Larry Speight brings us his monthly column –
The burning of Los Angeles this January has more than any other extreme weather event impressed upon many people across our island that climate breakdown is a serious threat to their everyday life. These weather events include the floods that engulfed Valencia in Spain in 2024 killing 216 people, the drought in faraway Amazon which has devastated the biodiversity of the region and caused hardship to millions of people and the powerful typhoons which wreaked havoc in many regions of the world.
It is too early to know the extent to which Storm Éowyn, which left 250,000 premises in Northern Ireland and 725,00 in the Republic of Ireland without electricity can be attributed to global warming. However, as all things are connected it is likely that climatologists will attribute some of its ferocity to human behaviour.
The reason for the Los Angeles fires’ seismic impact on people’s sense of impunity is the percolation of the thought through layers of emotional resistance that if the homes, schools, health centres, places of worship and leisure facilities of the richest people in the world, living in the richest country in the world, can be erased as if hit by a nuclear bomb then a catastrophic weather event can happen to any community including one’s own.
Another reason the burning of Los Angeles awakened many to the seriousness of climate breakdown is the mythological status of the city. Los Angeles is not only the sprawling home of 4 million people but the affluent neighbourhoods embody the attributes of one of the United States’ most persuasive moral narratives, the American dream. The term, coined in 1931 by James Adam in his book The Epic of America, refers to a composite of affluence, wellbeing, technological convenience, personal fulfilment and community cohesion contained within a setting of designed elegance brought about through individual initiative and hard work.

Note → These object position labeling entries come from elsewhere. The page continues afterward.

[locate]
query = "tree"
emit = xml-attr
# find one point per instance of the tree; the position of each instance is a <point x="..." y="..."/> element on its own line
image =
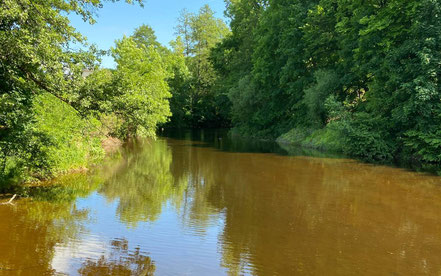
<point x="200" y="33"/>
<point x="36" y="59"/>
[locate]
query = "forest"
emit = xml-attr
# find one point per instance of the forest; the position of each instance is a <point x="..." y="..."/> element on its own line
<point x="360" y="77"/>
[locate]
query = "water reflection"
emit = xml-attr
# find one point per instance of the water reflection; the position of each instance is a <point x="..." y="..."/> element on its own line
<point x="142" y="182"/>
<point x="180" y="207"/>
<point x="120" y="262"/>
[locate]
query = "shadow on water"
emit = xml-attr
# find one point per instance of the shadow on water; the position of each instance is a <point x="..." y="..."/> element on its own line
<point x="223" y="140"/>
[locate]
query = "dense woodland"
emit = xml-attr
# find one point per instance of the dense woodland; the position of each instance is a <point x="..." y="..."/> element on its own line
<point x="360" y="77"/>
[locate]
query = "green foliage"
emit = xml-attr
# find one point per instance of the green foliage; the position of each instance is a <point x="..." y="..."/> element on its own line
<point x="51" y="117"/>
<point x="200" y="103"/>
<point x="365" y="72"/>
<point x="141" y="92"/>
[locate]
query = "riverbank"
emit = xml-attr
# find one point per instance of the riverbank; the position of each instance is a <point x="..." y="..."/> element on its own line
<point x="108" y="147"/>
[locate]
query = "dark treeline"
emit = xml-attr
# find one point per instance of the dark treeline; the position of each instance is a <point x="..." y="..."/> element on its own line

In the popular imagination the rich neighbourhoods that turned to ash is where the immortals lived and to see flames consume their wealth reminded us of our earthiness, that we are mortal. This is a positive thing, most especially if the realization widens our circumference of compassion and makes us steadfast in our effort to create a local economy and international economic order based on the fact that we are an integral part of nature.
The costs to nonhuman life caused by the Los Angles fires can only be estimated but we know that 27 people were killed, 100,000 people had to be evacuated, 14,000 structures were destroyed, more than 16,000 hectares burnt and the estimated financial cost is $275 billion. To put these figurers in a local context the number of people evacuated is the size of the population of Limerick or three times the combined population of Enniskillen and Omagh and its cost exceeds the annual block grant Stormont receives from Westminster by a multiple of 20.
While the fires raged data from the World Meteorological Organization confirmed that the average global temperature for 2024 was more than 1.5 C above the pre-industrial baseline breaching the target set by the 2015 Paris Agreement. New Scientist, 18 January 2025, reports that many experts in the field think that keeping the average global temperature below the 1.5 C target is unachievable in spite of the increasing use of solar and wind energy.
There is little doubt that the temperature of the planet will continue to rise if President Trump is able to implement the environmental policies outlined in his inauguration speech which includes ending the Green New Deal, exporting “American energy all over the world” and building “automobiles in America … at a rate that nobody could have dreamt possible just a few years ago.”
In the manner President Trump was able to persuade constituencies he had gravely offended to vote for him he could persuade a significant number of governments and business leaders worldwide to fall in line with his war against the biosphere in the hope of reaping short-term financial gains.
A psychological strategy Trump used was to persuade people to align their sense of identity with regressive nationalistic myths. Thus, if a person is repeatedly told that they can play a part in making their country great they may deduce that they can become great, as in significant, through supporting Trump.
In the international political arena Trump is using coercive control in the form of threats to get governments to align their stance on issues with his.
Another factor that comes into play in the mechanics of denial and self-delusion is that of simultaneously knowing and not knowing the unmentionable. Fintan O’Toole explores this in relation to the Catholic Church and the Irish State’s joint oppression of women and children from the formation of the Irish State up until the passage of enlightened legislation in the 1970s.
In his book We Don’t Know Ourselves: A Personal History of Ireland Since 1958 (2021) He writes:
Ours was a society that had developed a genius for knowing and not knowing at the same time.
Referring to a priest he says:
He knew that awareness is not acceptance, that seeing is not believing, that the obvious can remain obscure. (p.168)
Wilful blindness in the face of the obvious is not unique to Ireland but common across the globe as demonstrated by our anaemic response to the warming of the planet, our relentless extinction of nonhuman life, and the cruelty of factory farming in which animals, such as poultry, are denied the exercise of their natural inclinations and killed without every seeing the light of day.
The Labour government in the UK exemplifies this wilful blindness. Whilst they lament climate breakdown and the extinction of species they pursue the very policies that cause both. Like the priest referred to by O’Toole they act on the presumption that seeing is not believing.
The best way to detect the flaws in competing narratives and meet the ecological challenges of our time is to exercise our critical faculties and consider the legacy we ought to leave future generations whilst preparing for all manner of extreme weather events.